İslamiyet’ten önce Kürtler arasında yaygın olan inanç Zerdüştlüktü. Milattan önce 600’lü yıllarda Zerdüşt’ün öğretileri altında özgün bir kültür geliştiren Kürtler, bu kültürün etkilerini edebi eserlerinde de yansıttılar. Zerdüştlüğün kutsal kitabı olarak bilinen Avesta ya da Zend-Avesta, Zerdüşt peygamberin öğretilerini içerir. Bazı kaynaklara göre, bu kutsal kitap milattan önce 600’lü yıllarda, Hint-Avrupa dillerini konuşan Ari halklarının yaşadığı bölgelerde gelişmiştir. Ari halklar, Hindistan’dan Batı Avrupa’ya kadar uzanan bölgede yaşayan, dilsel ve kültürel benzerlikleri olan toplulukları ifade eder. Dört büyük kutsal kitap ile Avesta arasında önemli benzerlikler olduğu belirtilmektedir. Zerdüşt peygamber, insan odaklı bir felsefe sunmuş; iyiliği kötülüğe, aydınlığı karanlığa ve barışı şiddete karşı savunmuştur. Ayrıca, inananlarına yoksulluğu ortadan kaldırmak için mücadele etmeleri gerektiğini öğütlemiştir.

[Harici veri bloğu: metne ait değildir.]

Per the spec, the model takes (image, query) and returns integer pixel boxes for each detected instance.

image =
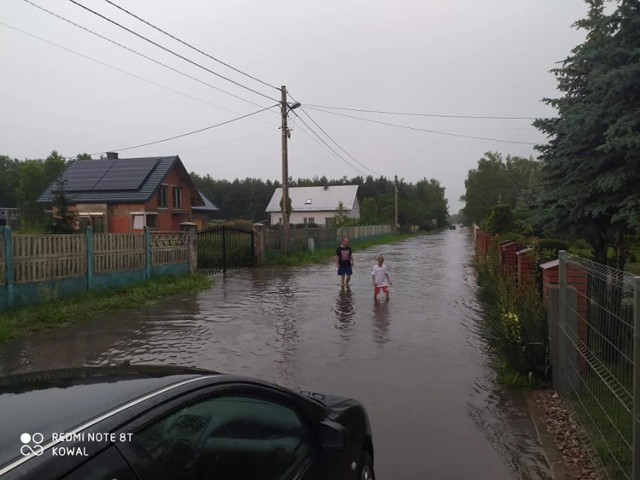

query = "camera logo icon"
[20,432,44,457]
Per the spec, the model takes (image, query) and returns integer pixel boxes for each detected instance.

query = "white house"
[266,185,360,225]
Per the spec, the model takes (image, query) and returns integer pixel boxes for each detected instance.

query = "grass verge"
[265,234,414,266]
[0,275,211,344]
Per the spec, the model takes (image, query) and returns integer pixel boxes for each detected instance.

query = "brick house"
[38,153,217,233]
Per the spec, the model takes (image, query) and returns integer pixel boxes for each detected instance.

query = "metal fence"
[550,251,640,480]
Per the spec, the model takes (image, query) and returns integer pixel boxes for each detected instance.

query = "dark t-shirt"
[336,245,352,267]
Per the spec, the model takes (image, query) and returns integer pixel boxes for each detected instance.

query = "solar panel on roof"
[62,160,113,192]
[93,158,158,191]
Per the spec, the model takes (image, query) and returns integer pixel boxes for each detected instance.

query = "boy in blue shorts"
[336,238,355,288]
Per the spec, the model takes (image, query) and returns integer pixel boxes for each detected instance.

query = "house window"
[158,185,167,208]
[147,213,158,228]
[173,187,182,208]
[133,215,144,230]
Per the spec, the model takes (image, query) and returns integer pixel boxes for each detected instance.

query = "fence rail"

Zerdüşt’ün bu insancıl yaklaşımı Kürt kültürünün temellerini oluşturmuş, ancak Zerdüştlüğün zayıflamasıyla Kürtler önce Yezidiliği, daha sonra da İslamiyet’i benimsemişlerdir. Kürtler arasında İslamiyet’in kabulü, aynı zamanda Kürt edebiyatının sözlü gelenekten yazılı metinlere geçişini de başlatmıştır. İslamiyet öncesi döneme ait yazılı Kürtçe metinlere günümüzde ulaşmak mümkün değildir. Ancak, 1950 yılında İngiliz arkeologların İran’ın Hewreman kentindeki bir kazıda ortaya çıkardığı bir lahit, bu döneme ait yazılı bir eseri gün yüzüne çıkarmıştır. Bugün Londra’da korunan bu lahitte, Borazboz adında bir Kürt şairin “Bi Hevre” adlı şiiri bulunmaktadır. Hewremanlı olan Borazboz’un yaşamı hakkında fazla bilgi olmasa da, mezar taşına Kürtçe yazdırdığı bu şiir, eşine olan sevgisini ifade eden ilk Kürtçe yazılı metin olarak kabul edilmektedir. Borazboz, Kürt edebiyatının ilk yazılı örneğiyle tarihe geçen bir isimdir.